KHAN YOUNIS, Gaza Strip, 6 June 2003 — Palestinian activists clutching assault rifles and mortar launchers crawled commando-style through fields near a heavily guarded bloc of Jewish settlements in the Gaza Strip yesterday.
A day after Palestinian Prime Minister Mahmoud Abbas called on militants to halt violence and disarm, gunmen linked to his own Fatah movement trained for attacks that could undermine pledges he made at a US-led summit in Jordan.
Abbas met US President George W. Bush and Israeli Prime Minister Ariel Sharon on Wednesday in the Jordanian resort of Aqaba, where the sides agreed to work to advance a US-backed peace “road map”. But activist groups wasted little time in rejecting Abbas’ call to disarm, denouncing the peace plan and vowing to keep up a 32-month-old uprising for independence as long as Israel occupies Palestinian land.
“The road map leads us to hell.
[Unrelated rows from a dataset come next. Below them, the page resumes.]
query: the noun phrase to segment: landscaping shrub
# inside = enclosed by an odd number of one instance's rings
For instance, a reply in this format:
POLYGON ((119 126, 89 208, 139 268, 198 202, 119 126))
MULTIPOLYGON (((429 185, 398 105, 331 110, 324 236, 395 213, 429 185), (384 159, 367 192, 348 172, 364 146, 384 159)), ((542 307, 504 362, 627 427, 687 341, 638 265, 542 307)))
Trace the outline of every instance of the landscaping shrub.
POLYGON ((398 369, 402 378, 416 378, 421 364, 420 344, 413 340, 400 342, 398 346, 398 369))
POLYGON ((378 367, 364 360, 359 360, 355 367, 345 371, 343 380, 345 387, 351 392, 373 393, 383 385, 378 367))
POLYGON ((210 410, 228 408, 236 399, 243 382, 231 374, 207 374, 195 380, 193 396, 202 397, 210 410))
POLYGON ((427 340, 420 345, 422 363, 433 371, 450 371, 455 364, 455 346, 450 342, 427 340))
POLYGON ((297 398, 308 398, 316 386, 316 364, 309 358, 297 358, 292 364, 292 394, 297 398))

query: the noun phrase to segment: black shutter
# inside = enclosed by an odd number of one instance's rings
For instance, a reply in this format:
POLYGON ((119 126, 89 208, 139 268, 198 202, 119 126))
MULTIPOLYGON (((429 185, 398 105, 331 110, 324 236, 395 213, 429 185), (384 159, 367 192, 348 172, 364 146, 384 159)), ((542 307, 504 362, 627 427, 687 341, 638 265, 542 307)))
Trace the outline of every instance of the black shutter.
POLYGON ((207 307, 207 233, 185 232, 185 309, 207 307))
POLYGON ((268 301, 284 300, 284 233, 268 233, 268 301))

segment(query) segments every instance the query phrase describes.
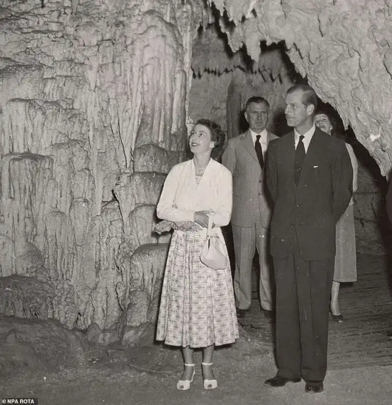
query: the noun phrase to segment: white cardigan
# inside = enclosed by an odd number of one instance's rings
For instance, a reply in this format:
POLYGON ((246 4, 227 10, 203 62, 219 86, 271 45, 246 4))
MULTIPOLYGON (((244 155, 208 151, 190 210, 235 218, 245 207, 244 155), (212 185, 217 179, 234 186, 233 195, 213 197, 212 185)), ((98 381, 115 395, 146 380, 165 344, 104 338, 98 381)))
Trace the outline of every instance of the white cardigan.
POLYGON ((195 212, 208 211, 213 213, 211 219, 215 228, 227 225, 233 205, 232 178, 226 168, 211 159, 198 186, 193 159, 176 165, 163 185, 157 206, 158 217, 173 222, 193 221, 195 212))

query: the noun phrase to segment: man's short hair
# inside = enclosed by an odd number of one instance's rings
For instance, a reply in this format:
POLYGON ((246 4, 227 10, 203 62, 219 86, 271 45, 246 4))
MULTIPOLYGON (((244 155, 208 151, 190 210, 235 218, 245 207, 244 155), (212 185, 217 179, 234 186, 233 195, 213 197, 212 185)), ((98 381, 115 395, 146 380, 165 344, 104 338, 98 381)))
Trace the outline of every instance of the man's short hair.
POLYGON ((302 93, 301 101, 306 107, 313 104, 315 106, 315 111, 317 108, 317 96, 315 91, 309 86, 307 85, 294 85, 287 90, 287 94, 293 93, 297 90, 300 90, 302 93))
POLYGON ((248 99, 248 101, 245 103, 245 111, 248 109, 248 107, 249 106, 249 104, 251 104, 252 103, 254 103, 256 104, 265 104, 268 108, 270 108, 270 103, 266 100, 266 99, 264 98, 263 97, 261 97, 259 96, 253 96, 253 97, 250 97, 250 98, 248 99))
It is a plan that is doomed to fail,” a masked spokesman for the Al-Aqsa Martyrs Brigades said in Khan Younis refugee camp in southern Gaza. He said Al-Aqsa, Fatah’s armed offshoot, which has carried out bombings and shooting attacks on Israelis, would give Israel a “painful response” in coming days.
As he spoke, members of the Fatah-linked group, some with faces painted and chanting “We are all martyrs-in-waiting”, fanned out in the area for military drills. Some crawled through fields or took cover in bushes while others set up mortar launchers aimed at Israeli positions near the outskirts of the camp.
Sharon has made clear that he will grant no major concessions, such as lifting a military blockade on Palestinian areas or pulling back troops, until Abbas cracks down on militants. The road map requires Abbas to rein in violence. He has preferred negotiations with militant groups to avoid the possibility of sparking civil war, and has predicted a agreement with them in a matter of weeks.
And the armed wing of the Democratic Front for the Liberation of Palestine (DFLP) said it would continue military operations against Israeli occupation. “We will continue armed resistance until the occupation and aggression against the Palestinian people come to an end. It is our right and it’s our response to the dangerous resolutions of the Aqaba summit,” The National Resistance Brigades said in a statement in Gaza.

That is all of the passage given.